Biometric eye or finger scans may take one's thoughts to movies like Minority Report, but now similar technology is in use in some Upstate school lunchrooms.

Anderson District 5 is piloting a new program for kids to pay for their lunches by touching their forefinger to a scanner. That scanner reads the picture of their fingerprint as their student ID. District officials said they are trying it because they are looking for efficiency in cafeterias.

So far principals at the two pilot schools, Calhoun Academy of the Arts and Whitehall Elementary, said the new technology gets an entire grade through the lunch line in just 10 minutes.

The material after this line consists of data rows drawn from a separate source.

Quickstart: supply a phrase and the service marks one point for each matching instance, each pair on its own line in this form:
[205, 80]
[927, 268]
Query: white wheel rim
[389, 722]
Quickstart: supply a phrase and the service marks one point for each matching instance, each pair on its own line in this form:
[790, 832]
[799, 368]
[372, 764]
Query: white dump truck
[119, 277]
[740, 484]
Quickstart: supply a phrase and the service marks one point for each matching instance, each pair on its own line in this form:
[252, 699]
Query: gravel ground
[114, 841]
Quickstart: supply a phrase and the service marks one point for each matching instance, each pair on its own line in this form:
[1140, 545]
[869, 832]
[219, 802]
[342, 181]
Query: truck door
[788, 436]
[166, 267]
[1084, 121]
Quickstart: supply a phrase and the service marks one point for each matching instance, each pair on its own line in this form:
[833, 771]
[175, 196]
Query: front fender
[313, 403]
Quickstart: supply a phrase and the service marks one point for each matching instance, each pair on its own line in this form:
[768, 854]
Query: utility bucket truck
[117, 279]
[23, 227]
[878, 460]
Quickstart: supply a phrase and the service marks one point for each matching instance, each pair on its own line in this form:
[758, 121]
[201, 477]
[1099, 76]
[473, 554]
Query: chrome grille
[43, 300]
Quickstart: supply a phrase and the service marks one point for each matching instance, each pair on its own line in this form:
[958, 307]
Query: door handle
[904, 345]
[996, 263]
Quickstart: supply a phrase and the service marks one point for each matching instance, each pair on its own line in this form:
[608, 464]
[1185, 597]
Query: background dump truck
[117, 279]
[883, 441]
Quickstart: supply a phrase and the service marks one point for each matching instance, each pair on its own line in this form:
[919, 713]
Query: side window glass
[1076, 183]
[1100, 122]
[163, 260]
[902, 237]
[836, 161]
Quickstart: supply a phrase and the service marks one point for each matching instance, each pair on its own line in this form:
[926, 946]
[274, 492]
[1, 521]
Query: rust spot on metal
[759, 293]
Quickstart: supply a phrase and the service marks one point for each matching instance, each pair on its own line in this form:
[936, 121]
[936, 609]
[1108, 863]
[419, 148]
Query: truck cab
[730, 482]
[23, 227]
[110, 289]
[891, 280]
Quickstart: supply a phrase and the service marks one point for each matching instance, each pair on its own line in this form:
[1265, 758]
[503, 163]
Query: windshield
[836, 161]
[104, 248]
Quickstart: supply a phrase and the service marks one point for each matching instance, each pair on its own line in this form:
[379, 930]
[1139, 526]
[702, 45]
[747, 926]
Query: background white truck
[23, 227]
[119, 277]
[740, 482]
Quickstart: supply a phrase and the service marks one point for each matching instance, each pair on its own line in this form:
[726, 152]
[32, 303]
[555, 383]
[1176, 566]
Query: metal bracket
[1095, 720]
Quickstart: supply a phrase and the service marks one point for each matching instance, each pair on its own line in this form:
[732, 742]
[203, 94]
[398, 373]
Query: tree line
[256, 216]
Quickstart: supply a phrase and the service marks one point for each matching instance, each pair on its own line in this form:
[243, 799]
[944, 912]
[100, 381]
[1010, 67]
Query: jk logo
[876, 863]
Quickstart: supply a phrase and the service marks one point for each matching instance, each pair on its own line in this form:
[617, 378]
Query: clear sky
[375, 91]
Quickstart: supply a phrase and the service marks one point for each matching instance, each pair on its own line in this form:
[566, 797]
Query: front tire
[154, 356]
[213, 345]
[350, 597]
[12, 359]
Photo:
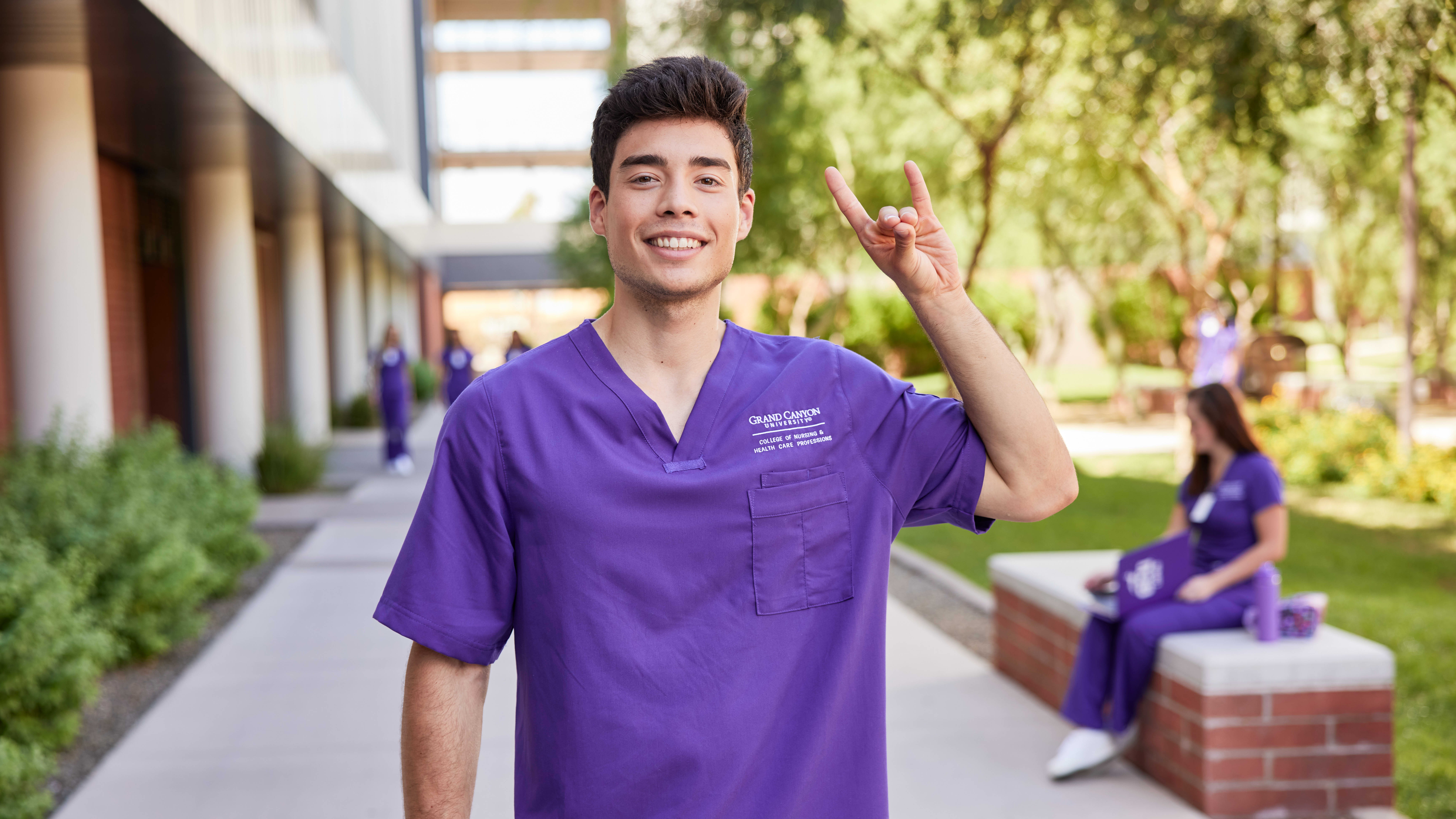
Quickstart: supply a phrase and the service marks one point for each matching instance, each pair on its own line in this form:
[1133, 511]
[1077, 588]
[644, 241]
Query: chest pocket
[801, 550]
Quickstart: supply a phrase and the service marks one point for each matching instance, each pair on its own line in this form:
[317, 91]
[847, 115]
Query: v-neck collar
[676, 455]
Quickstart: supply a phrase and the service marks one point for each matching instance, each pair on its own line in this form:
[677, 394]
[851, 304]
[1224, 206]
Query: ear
[746, 215]
[598, 209]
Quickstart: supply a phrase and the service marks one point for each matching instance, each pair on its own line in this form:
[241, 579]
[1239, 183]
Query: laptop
[1145, 576]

Instead of showing a card, saying a name or even typing in a pin number, the finger scan takes less than a second. It reads the finger like a barcode and turns it into a number.

The school district said no fingerprint is stored in the system.

SLIDESHOW: New technology speeds up school lunch lines

One mom at Calhoun Academy said while she loves technology, she thinks this gets a little too personal.

Gabrielle Murdock said her son was sick the day notes went home to parents about the system, but she's upset there was no permission needed for the students to begin participation.

Murdock thinks the new system is a breach of her son's rights, and she wishes that parents had more of an opportunity to prevent the district from taking kids' fingerprints before it was too late.

Murdock said this is the kind of program that should be opt-in versus opt-out.

If the pilot programs continue to go well over the next few months, the other elementary schools in Anderson District 5 could see the scanners soon. If lunches go well, the technology may be used in media centers when kids check out books.

Murdock hopes the district will give parents more of a warning. She wants information to be posted on the District 5 website.